With a multi-octave range and enough personality to sink a ship, the young Canadian was plainly a prodigious talent. But even the benevolent Mr Vai could not have foreseen the extraordinary musical career that would unfold.
27 years later, Devin Townsend is firmly established as one of modern heavy music’s most unique and irrepressible talents. An eccentric but compelling artist from the start, Townsend kicked off his steady rise to glory with a dual approach, launching industrial-tinged metal crew Strapping Young Lad and his own solo efforts simultaneously.
In 1997, the release of SYL’s second album City and solo debut proper Ocean Machine: Biomech confirmed that the still-young muso was constructing his own sonic universe.

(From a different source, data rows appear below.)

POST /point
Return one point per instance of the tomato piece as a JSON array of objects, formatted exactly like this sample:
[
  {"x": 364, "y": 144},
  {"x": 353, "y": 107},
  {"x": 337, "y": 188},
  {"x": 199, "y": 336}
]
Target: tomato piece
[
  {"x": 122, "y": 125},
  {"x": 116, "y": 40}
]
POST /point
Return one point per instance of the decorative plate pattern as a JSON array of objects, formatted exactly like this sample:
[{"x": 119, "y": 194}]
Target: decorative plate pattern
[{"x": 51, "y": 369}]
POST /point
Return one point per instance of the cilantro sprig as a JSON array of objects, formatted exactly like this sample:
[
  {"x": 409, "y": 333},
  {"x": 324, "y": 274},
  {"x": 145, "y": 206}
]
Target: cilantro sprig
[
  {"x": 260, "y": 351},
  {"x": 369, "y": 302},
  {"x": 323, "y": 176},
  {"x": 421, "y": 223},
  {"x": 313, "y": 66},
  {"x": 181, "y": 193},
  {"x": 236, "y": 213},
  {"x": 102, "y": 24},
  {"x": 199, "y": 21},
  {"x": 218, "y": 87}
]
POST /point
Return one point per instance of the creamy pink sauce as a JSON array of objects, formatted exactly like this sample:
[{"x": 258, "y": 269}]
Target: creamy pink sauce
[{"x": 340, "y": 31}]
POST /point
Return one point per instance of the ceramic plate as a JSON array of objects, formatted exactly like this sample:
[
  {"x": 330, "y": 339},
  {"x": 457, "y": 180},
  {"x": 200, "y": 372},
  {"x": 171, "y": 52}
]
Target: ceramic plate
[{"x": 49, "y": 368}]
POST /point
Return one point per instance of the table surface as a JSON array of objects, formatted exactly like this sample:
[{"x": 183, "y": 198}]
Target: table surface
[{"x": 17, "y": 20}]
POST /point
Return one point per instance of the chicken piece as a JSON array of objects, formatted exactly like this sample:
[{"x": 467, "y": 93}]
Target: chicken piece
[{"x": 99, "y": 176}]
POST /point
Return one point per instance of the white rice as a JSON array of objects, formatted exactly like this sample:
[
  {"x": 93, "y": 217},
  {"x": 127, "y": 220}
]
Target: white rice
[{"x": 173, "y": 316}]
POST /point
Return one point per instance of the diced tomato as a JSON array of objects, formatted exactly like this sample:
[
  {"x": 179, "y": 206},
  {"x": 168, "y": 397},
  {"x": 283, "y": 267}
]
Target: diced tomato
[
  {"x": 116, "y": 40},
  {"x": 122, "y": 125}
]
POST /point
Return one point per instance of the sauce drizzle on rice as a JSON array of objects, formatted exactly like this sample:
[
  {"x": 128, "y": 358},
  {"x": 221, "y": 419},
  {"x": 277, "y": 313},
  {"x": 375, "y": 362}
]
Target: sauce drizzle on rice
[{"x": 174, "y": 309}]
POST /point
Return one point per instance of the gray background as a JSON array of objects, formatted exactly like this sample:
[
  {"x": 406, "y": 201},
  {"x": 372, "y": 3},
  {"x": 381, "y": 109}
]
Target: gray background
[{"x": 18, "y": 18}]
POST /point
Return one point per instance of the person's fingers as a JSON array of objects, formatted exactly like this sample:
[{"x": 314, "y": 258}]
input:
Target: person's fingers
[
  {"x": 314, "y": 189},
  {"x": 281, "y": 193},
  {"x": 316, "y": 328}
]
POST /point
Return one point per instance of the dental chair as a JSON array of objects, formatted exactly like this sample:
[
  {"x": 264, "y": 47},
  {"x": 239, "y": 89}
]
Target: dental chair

That universe expanded beyond recognition over the decade that followed, with albums ranging from the epic, cerebral prog-scapes of Terria (2001) and the immaculate alt.rock bombast of Accelerated Evolution (2003) through to the claustrophobic intensity of Strapping Young Lad’s Alien (2005) and the mind-mangling indulgence of ambient projects Devlab (2004) and The Hummer (2006).
Townsend’s already singular vision seemed to blossom tenfold after he disbanded SYL in 2007. Surrounded by an all-star cast of collaborators, most notably vocalist Anneke van Giersbergen, his solo work has veered off in numerous directions, but with a tireless dedication to writing huge, uplifting tunes, even the most bizarre and ingenious of Townsend’s ideas seem to hit the target.
From a four-album concept piece about a cheeseburger (Ki/Addicted/Deconstruction/Ghost) to an album of ghostly country rock (Casualties Of Cool), everything that bears the Devin Townsend stamp seems to add to the richness of his reputation. Increasingly ambitious and theatrical live shows have also become central to his appeal.
Quite what sci-fi alter-ego ‘Ziltoid The Omniscient’ (essentially a phallic sock puppet with a dangerous coffee habit and a penchant for fart jokes) represents is open to debate, but Townsend even squeezed two albums out of him. You want unique? Here he is.